The rain did eventually stop (after about 1.5 hours), so I was drenched. My Showers Pass jacket did hold up, so this investment already paid off. I eventually got to the part of the route slip, where the turn direction was unreadable … arghh! Luckily, I saw one of the metric double riders, who unfortunately got a flat, and was there fixing it. Unfortunate for him, his spare tube was bad, so he was repairing his original tube with a patch. This gave me opportunity to catch up with him, as he knew the next few turns for the ride. Whew!

The second rest stop was at Guadalupe, and we were the last of the double metric riders. None of the double century riders had gotten there yet (much to my surprise, as I thought we were so far behind).

After leaving Guadalupe, I think my fitness started to falter. I could feel the back of my knee start to be in pain, but I persevered through it. However, by the time I started the last climb, up Alisos Canyon, my legs were feeling it, but was still able to crank it up the hill.

I started getting passed by some of the fast double riders (that I had mentioned early on, that started at 7 am). At least I had some company, even though they were ahead of me.

I was able to hang out with my double century friends from So Cal, even though I didn’t ride with them. We had a blast, and although the conditions of this ride were not ideal, I had a lot of fun.

Photo courtesy of Victor Cooper

I Knew I Should Have Packed a Second Spare

Lately, I have gotten into the habit of carrying a second spare tube. Who knows what could happen out there, especially if I’m climbing Angeles Crest Highway.

I was actually going at a pretty good clip, considering I hadn’t been on my bike in a week. Then, suddenly I hear a leak coming directly from my front wheel. This is odd, because this may have been the first time I’ve got a flat, while doing a climb. Maybe it’s due to the amount of glass and rocks on ACH? So off goes the wheel, and the typical search for any thorns or glass. After finding no glass or thorns, or sharp objects, I then proceed to replace it with my spare. After many strokes, I’m not getting any air into the tube. I blow into the tube, and I get something through.

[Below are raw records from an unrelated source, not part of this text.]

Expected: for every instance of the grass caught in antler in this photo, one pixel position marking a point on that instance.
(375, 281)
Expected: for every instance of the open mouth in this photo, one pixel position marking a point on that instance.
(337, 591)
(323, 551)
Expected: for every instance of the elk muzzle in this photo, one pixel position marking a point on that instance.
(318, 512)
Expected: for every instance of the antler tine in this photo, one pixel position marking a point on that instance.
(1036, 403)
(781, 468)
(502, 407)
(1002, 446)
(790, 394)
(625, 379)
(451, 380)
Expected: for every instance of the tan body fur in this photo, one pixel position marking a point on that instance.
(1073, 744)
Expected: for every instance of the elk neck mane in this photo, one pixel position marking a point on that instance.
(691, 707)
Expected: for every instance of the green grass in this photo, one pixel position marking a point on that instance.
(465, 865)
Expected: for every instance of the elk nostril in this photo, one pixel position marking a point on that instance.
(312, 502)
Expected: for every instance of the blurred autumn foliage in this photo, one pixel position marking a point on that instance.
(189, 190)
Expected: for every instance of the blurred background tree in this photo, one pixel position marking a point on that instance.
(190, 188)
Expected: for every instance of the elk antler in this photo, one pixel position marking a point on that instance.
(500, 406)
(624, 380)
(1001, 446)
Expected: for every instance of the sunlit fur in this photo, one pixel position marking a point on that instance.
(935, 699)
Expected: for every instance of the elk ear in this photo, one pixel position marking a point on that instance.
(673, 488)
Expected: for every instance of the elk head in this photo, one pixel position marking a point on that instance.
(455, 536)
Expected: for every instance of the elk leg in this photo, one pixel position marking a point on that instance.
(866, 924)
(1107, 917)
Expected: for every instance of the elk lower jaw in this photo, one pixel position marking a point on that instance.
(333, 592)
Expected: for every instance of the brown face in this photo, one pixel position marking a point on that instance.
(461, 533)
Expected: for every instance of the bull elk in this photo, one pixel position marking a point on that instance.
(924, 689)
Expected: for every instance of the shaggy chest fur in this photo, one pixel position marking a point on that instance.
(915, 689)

Luckily I was about 15 minutes of walking back to the Ranger’s station (keeping in mind, there are some sections of ACH with no shoulder room, to even walk). Luckily, by the time I got to the Ranger’s station, there was a guy who had an extra tube, and he graciously gave it to me. I was then able to safely descent down, and eventually back to my car.

Then I decided to do a pre-christmas dinner ride. I did local hills west of the Rose Bowl. As I descent, I feel something squishy. My rear tire is soft (aka has a slow leak). Damn, I’m not having much luck.

I guess it’s time to change my tire.